Así lo hicieron mientras Rebus daba golpecitos en el teléfono deseando que volviera a sonar. Al primer timbrazo lo cogió de un zarpazo.
– Perdone que haya colgado -dijo Gaverill-. No ha sido muy correcto.
– Señor, no le reprocho que se muestre prudente -se apresuró a decir Rebus-. Realmente esperábamos que volviera a llamar, porque se trata de uno de esos casos en los que ansiamos tener cualquier pista.
– Esa mujer no era una atracadora.
– Eso no significa que no viera algo. Sabemos que la víctima sufrió la agresión antes de las once, y si ella andaba por allí…
– Sí, claro, entiendo.
Hawes y Tibbet habían localizado el apellido y tendieron a Rebus un papel con el teléfono y la dirección de George Gaverill.
– Escuche -añadió Rebus-, esta llamada le está costando dinero.
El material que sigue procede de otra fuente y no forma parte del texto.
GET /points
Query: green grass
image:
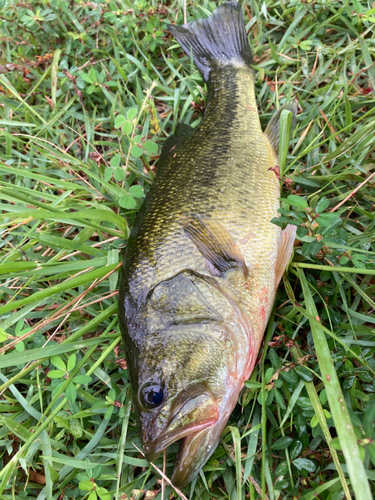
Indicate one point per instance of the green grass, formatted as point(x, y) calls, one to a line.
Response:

Le llamaré yo… ¿está en el número 229?
– Sí, pero no quiero…-la frase concluyó en una especie de gargarismo de Gaverill.
– Bien, entonces, señor Gaverill -dijo Rebus con voz más tajante-, o vamos a su casa a interrogarle o viene usted a Gayfield Square. ¿Qué prefiere?
Como un niño castigado, Gaverill prometió presentarse antes de media hora.